I agree with Mark. I set the output to text mode and then sp_HelpText 'sproc'. I have this binded to Crtl-F1 to make it easy.
The Databse Publishing Wizard can dump the schema (and other objects) from the command line.
I just want to note that instead of using find and replace to change create procedure to alter procedure, you are just as well to use a drop, you can put it right at the top and it does require text searching.

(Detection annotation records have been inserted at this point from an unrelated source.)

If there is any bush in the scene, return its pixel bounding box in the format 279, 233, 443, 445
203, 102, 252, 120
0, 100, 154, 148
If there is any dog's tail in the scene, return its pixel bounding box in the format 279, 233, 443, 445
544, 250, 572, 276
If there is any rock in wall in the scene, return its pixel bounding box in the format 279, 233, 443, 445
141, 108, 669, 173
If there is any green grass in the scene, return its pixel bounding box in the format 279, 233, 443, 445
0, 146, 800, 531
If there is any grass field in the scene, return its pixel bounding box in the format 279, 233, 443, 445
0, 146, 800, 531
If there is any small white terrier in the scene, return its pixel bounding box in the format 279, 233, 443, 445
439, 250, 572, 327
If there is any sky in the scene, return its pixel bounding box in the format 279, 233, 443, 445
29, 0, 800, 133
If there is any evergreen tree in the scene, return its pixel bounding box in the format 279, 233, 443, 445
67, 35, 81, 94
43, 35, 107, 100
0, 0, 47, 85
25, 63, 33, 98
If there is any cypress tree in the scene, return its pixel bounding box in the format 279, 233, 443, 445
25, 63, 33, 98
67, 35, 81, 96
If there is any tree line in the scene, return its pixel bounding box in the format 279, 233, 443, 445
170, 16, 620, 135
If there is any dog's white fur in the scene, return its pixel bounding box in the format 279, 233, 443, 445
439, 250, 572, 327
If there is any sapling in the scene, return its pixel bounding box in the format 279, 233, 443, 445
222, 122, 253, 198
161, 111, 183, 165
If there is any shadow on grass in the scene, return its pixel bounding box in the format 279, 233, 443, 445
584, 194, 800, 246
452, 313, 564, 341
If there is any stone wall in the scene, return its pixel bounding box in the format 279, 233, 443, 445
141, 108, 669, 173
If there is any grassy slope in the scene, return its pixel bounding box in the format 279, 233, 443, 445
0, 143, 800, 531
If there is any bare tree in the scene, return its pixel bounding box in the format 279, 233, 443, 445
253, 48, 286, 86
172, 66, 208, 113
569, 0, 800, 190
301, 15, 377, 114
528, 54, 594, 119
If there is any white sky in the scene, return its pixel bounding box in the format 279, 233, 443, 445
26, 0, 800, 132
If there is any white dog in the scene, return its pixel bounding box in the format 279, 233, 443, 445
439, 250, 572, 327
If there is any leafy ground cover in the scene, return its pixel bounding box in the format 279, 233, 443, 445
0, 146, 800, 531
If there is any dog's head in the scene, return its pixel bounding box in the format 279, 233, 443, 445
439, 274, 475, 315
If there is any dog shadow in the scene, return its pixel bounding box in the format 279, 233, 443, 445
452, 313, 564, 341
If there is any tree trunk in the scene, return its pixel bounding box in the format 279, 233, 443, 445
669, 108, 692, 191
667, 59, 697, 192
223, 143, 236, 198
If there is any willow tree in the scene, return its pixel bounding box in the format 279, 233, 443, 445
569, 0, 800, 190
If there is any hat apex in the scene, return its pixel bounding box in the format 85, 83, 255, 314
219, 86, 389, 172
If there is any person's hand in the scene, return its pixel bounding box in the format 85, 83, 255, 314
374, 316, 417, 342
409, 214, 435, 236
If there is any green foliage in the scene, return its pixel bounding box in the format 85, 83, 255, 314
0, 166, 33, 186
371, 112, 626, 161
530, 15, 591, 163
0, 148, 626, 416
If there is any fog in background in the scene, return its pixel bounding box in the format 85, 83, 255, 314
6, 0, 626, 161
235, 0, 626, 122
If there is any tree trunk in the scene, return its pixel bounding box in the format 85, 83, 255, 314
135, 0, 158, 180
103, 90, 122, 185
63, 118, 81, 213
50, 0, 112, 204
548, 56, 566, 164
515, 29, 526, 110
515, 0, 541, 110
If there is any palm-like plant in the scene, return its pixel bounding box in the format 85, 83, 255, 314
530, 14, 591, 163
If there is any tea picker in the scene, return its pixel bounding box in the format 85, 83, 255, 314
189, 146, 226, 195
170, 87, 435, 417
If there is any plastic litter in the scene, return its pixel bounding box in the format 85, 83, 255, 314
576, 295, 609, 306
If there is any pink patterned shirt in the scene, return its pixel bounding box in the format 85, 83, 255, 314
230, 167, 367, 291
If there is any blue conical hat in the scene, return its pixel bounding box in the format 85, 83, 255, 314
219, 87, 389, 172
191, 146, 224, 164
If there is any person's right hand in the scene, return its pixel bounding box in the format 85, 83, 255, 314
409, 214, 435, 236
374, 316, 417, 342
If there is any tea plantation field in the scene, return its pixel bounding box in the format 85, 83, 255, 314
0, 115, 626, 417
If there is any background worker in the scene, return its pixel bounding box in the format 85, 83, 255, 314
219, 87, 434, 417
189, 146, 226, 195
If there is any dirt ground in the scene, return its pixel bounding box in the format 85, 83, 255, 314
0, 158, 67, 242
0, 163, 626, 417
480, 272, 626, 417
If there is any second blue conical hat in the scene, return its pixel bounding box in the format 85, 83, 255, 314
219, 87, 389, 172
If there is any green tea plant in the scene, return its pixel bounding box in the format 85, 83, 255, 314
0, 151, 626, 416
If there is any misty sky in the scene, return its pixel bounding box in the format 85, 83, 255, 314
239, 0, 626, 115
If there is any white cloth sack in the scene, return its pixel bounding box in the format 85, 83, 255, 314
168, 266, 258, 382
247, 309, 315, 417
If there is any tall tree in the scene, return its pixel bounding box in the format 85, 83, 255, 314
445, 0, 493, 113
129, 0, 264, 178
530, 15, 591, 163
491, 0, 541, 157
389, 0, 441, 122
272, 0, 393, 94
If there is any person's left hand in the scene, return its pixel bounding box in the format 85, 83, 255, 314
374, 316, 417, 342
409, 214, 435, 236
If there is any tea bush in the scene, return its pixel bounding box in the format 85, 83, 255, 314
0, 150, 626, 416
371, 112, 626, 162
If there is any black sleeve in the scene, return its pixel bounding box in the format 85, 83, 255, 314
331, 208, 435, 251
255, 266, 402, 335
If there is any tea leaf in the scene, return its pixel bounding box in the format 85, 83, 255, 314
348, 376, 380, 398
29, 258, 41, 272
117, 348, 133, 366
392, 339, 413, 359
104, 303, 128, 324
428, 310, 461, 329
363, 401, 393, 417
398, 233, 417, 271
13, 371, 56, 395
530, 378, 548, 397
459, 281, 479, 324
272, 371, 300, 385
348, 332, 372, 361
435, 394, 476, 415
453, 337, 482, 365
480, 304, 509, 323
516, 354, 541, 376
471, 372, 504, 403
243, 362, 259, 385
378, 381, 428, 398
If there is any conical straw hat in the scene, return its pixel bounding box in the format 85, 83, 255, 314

IF exists (SELECT * FROM sys.objects
WHERE object_id = OBJECT_ID(N'sp_name')
and type in ('P','V') --procedure or view
)
DROP sp_name
GO
If you are sure it's there, I guess you could just drop it too, but I wouldn't recommend that. Don't forget the go, since create procedure must be the first and only statement in a batch.
Or the lazy approach:
IF OBJECT_ID(N'sp_name') is not null
DROP sp_name
GO
I saw a article via link.
There are four methods, I just did a short summary here for helping other programmers.

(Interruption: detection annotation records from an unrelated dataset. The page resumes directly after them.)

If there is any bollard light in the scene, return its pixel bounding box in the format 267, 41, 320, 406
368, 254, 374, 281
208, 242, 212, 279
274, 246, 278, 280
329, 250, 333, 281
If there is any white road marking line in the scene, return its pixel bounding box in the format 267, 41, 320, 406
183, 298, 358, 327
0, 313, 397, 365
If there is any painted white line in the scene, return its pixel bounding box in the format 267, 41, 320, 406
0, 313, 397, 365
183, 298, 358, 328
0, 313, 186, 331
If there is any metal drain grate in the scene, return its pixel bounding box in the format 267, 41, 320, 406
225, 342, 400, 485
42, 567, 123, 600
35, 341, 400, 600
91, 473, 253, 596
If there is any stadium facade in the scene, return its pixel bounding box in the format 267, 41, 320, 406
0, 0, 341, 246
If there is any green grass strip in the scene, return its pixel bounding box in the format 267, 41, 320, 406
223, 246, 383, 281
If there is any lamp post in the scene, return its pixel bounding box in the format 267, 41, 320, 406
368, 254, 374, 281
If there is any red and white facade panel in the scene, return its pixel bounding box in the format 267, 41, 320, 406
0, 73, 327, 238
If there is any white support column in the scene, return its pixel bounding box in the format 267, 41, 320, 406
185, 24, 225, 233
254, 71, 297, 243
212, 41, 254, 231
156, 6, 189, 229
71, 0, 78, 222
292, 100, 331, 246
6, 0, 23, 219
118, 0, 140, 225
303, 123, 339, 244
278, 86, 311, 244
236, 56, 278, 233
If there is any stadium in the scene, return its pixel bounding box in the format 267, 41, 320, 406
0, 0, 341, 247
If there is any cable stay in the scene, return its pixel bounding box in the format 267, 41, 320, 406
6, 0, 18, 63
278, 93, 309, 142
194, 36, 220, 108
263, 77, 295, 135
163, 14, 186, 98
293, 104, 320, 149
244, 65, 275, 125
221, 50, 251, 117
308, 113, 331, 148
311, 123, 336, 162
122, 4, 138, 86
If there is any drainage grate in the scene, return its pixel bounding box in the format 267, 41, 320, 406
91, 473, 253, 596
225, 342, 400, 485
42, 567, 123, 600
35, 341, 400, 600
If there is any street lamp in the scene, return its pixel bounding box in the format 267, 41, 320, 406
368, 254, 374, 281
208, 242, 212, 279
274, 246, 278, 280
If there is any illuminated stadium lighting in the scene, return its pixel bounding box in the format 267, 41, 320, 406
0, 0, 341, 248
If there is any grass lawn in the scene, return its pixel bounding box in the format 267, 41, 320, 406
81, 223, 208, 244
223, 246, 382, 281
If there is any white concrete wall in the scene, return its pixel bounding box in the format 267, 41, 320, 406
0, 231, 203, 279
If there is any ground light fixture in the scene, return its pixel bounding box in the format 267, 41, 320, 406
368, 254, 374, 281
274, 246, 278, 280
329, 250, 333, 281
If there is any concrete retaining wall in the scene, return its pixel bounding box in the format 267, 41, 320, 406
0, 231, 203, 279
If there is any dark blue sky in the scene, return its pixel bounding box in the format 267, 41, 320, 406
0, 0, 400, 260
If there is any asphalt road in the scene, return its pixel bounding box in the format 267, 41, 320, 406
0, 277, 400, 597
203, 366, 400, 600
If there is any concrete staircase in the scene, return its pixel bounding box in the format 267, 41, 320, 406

EXEC sp_helptext 'sp_name';
SELECT OBJECT_ID('sp_name')
SELECT OBJECT_DEFINITION(
OBJECT_ID('sp_name')
) AS [Definition];
SELECT * FROM sys.sql_modules WHERE object_id = object_id('sp_name');
To alter a stored procedure, here's the C# code:
SqlConnection con = new SqlConnection("your connection string");
con.Open();
cmd.CommandType = System.Data.CommandType.Text;
string sql = File.ReadAllText(YUOR_SP_SCRIPT_FILENAME);
cmd.CommandText = sql;
cmd.Connection = con;
cmd.ExecuteNonQuery();
con.Close();
Things to note:
Make sure the USER in the connection string have the right to alter SP
Remove all the GO,SET ANSI_NULLS XX,SET QUOTED_IDENTIFIER statements from the script file. (If you don't, the SqlCommand will throw an error).